Lembro bem de, quando pequena, ler para copiar. Minha mãe comumente deitava ao sofá, cruzava as pernas sobre o braço do estofado e iniciava a leitura; era assim que me lembro dela lendo em casa. E me lembro de, no sofá menor, ao lado, imitar o gesto com meus pequenos livros na mão, me sentindo muito adulta e séria no exercício da leitura. Assim eu gostava de cumprir e pensava esse ritual que, fora de julgamentos sobre intelectualidade - que àquela época me eram certamente irrelevantes, sequer existiam -, me parecia tão bonito e sério, tão tipicamente adulto e maduro.
Para gostar de ler, primeiro, eu gostava de observar. Como todo mundo, como toda criança. Minha casa era o meu mundo e, se a minha casa tinha livros, leituras, filmes, música e conversas sobre essas coisas, me parecia que uma parte importante do mundo envolvia tudo isso. E me parecia natural ao ser humano ser um leitor, como uma família ter um cachorro. É uma realidade pra todo mundo? Não. Mas na minha cabeça, era.

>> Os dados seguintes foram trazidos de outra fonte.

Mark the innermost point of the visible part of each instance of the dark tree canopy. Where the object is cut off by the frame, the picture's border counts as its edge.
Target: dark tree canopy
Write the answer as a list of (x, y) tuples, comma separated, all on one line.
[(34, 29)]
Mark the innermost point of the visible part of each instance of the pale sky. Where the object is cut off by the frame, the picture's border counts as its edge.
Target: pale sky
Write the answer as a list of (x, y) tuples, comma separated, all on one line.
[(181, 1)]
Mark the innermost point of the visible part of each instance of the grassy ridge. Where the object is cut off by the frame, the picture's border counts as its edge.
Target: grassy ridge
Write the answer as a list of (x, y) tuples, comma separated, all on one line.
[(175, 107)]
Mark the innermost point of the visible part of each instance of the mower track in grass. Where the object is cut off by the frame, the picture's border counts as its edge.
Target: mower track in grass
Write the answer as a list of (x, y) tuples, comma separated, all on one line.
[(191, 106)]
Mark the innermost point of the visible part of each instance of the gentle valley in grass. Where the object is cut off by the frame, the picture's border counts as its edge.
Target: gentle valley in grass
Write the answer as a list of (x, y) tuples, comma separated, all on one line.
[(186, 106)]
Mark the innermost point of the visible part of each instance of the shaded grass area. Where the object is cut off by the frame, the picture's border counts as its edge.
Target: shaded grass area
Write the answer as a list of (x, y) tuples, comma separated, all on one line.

A minha geração (uhu, millenials!) ainda sentiu os estilhaços do boom das coleções de crônicas e romances que estouraram lá nos anos 70, mas fizeram escola (literalmente) até meados dos anos 1990. Eu lembro das lombadas amareladas de vários exemplares da coleção Para Gostar de Ler, da Editora Ática, que faziam morada antiga nas estantes de alguém que veio a me doar, depois. Fossem as reedições, fossem simplesmente os livros empoeirados das estantes dos nossos pais ou das bibliotecas, o pessoal que começou a ler até os anos 90 é, normalmente, familiarizado com essa coleção citada ou mesmo a série Vagalume, entre outras séries e best-sellers.
Vamos à primeira lição, retirada do apelo editorial que essas séries trouxeram desde os 1900-e-bolinha e pode ser adaptada para os 2020: é preciso encontrar a intersecção entre a cultura digital que assusta e o que ainda é o "como nossos pais" do nosso tempo. Os jovens não só utilizam, mas vivem o mundo digital. As comunidades que sempre existiram entre os adolescentes, por exemplo, continuam existindo - em outras configurações e muito mais líquidas (alô, Bauman!) mas sim, continuam.
Eles lêem livros impressos, digitais e lêem também onde mais circulam: nas redes sociais. Eles lêem e nem sabem que lêem. Eles seguem e compartilham poetas e pensadores que divulgam ali mesmo o seu trabalho; pequenos cards, grandes literaturas - considerando os milhões de seguidores, não chamaria exatamente de "literatura marginal", apesar de estar longe do cânone (seria a classe média do mundo literário? coloque aqui um emoji pensativo).
Bom, é um assunto que dá pano pra manga. Queria falar mais sobre essa ciência pouco racional e muito mais afetiva que é gostar de ler. Acho que posso resumir em: ler não é um compromisso, faz parte. Todo mundo que lê, lê muito mais do que pensa. Com esses aparelhinhos que viraram extensão do nosso corpo, lê-se muito mais. Mas, se eu escrever muito, dizem as más línguas (ou os maus textos) que os jovens não me lerão aqui. Será? Quem é xovem e chegou até o fim, levanta a mão pra eu ver uma coisa aqui.